Ellen Viero, Teacher Librarian, York Region District School Board Anna Barnes, Literacy Lead, York Region District School Board
The Quest Playground focuses on the conference themes of Indigenous Education and Equity. There are a number of different stations within the Quest Playground that attendees can visit and participate in. Attendees will have an opportunity to explore a Toronto reclaimed by nature in a VR experience, examine multimedia resources connected to indigenous education, see students engaging in a design challenge focusing on equity, interact with indigenous music, see technology that allows indigenous content and experiences to be brought into the classroom, and explore artifacts related to the history of the York Region District School Board.
This indoor space is intended to speak to a holistic view of Modern Learning, linking the YRDSB Indigenous and Equity Strategy and Outdoor Experiential and Environmental Learning. The Backyard is a process focused, hands-on space with provocations around how we might decolonize the work and nurture relationships, voices and perspectives.
Dan Shaule – Dan is a member of the Chippewas of Georgina Island First Nation, and a “professional historian”. Working as an advisor for an Indigenous law firm, he is an expert in the treaties that Canada has signed with many of the First Nations in this territory. He will be discussing the Indigenous perspectives of the treaties upon which the country is founded.

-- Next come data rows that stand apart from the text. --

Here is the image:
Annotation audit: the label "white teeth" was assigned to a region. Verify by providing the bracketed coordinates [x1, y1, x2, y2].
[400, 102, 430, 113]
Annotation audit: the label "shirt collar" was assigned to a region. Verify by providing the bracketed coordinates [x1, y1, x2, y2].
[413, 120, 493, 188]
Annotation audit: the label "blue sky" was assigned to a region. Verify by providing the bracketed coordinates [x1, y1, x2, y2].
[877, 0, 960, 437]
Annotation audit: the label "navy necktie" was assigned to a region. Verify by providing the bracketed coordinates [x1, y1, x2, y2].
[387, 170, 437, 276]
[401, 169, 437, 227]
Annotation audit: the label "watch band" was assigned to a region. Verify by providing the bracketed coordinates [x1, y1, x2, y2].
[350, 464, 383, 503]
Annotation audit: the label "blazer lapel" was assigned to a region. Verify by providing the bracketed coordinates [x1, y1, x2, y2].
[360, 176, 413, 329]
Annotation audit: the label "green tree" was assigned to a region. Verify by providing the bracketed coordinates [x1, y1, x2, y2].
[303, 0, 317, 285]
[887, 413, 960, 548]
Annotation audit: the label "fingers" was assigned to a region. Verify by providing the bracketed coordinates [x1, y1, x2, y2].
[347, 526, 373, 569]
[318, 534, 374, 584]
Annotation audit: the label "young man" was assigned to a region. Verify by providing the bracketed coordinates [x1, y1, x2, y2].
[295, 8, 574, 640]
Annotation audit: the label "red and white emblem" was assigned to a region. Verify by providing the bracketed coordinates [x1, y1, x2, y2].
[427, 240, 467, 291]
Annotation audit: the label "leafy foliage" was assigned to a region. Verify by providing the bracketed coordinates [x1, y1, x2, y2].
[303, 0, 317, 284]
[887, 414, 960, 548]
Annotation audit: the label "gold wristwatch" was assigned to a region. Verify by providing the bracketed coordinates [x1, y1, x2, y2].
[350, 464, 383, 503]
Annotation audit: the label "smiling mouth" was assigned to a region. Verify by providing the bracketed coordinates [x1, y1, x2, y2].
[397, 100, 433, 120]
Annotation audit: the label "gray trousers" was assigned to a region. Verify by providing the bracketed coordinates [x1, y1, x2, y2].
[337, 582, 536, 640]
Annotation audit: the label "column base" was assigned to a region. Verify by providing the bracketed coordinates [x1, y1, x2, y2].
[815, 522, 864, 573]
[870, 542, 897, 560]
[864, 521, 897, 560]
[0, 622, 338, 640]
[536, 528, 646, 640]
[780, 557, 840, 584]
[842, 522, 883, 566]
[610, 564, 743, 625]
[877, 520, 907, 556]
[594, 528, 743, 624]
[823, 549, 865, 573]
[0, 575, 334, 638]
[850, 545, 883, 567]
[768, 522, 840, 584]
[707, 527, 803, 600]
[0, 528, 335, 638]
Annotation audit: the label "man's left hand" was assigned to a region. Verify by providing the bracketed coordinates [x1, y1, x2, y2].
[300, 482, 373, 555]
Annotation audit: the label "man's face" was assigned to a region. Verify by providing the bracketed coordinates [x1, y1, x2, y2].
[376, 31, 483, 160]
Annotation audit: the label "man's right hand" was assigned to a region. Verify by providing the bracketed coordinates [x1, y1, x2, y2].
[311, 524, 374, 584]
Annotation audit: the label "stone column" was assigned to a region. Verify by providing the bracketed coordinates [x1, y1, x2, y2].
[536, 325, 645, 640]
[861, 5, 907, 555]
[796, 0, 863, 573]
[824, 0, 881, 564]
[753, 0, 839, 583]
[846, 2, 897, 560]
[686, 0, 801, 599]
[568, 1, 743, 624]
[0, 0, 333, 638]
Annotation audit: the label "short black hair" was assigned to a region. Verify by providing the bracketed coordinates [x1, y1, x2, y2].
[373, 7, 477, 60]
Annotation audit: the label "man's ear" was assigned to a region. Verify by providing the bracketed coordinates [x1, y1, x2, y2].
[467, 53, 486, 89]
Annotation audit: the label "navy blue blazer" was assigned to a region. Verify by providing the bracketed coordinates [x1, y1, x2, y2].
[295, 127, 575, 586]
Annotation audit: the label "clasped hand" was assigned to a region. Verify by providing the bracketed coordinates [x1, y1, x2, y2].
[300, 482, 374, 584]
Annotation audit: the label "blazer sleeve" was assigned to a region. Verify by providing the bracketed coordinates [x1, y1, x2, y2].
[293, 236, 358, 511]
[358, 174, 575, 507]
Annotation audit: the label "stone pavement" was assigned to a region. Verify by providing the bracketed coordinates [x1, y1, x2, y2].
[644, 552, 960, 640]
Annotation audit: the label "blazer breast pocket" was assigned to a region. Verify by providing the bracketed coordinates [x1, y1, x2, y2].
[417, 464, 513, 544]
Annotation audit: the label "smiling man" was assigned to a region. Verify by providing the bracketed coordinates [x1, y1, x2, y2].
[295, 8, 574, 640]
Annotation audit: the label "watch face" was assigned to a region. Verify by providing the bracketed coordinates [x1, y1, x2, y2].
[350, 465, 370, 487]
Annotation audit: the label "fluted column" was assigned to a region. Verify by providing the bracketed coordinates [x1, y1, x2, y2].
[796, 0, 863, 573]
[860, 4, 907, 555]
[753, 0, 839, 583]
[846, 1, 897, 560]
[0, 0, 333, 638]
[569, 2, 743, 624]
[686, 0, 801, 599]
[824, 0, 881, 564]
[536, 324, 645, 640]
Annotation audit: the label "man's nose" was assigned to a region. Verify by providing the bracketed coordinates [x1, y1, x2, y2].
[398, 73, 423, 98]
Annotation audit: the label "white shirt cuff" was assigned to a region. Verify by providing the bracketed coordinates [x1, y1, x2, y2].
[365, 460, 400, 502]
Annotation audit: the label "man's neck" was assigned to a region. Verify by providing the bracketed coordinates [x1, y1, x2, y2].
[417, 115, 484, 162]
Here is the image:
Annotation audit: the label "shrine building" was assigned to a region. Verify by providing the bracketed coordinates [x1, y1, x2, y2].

David Osawabine – David is Debajehmujig’s Odawa Midewin Cultural Educator. He began intensive training with Eddie King in 2001, continuing in his mentorship until 2016. David’s specialty at Debajehmujig is sharing the Odawa Foundation Teachings with learners of all ages and backgrounds.

Meeka Uniuqsaraq - Meeka hails from Iqaluit, Nunavut. She was raised in the Arctic and is a survivor of a residential school. Meeka will be speaking about Inuit perspectives and aspirations.

Greer Atkinson – Greer is a member of the Chippewas of Georgina Island First Nation and is the Education Program and Project Coordinator for Ogemawahj Tribal Council. Greer will be talking about community resource books created and developed by the Williams Treaty First Nations for students of all ages that give an intimate look at six of their First Nations neighbours in the Williams Treaty area.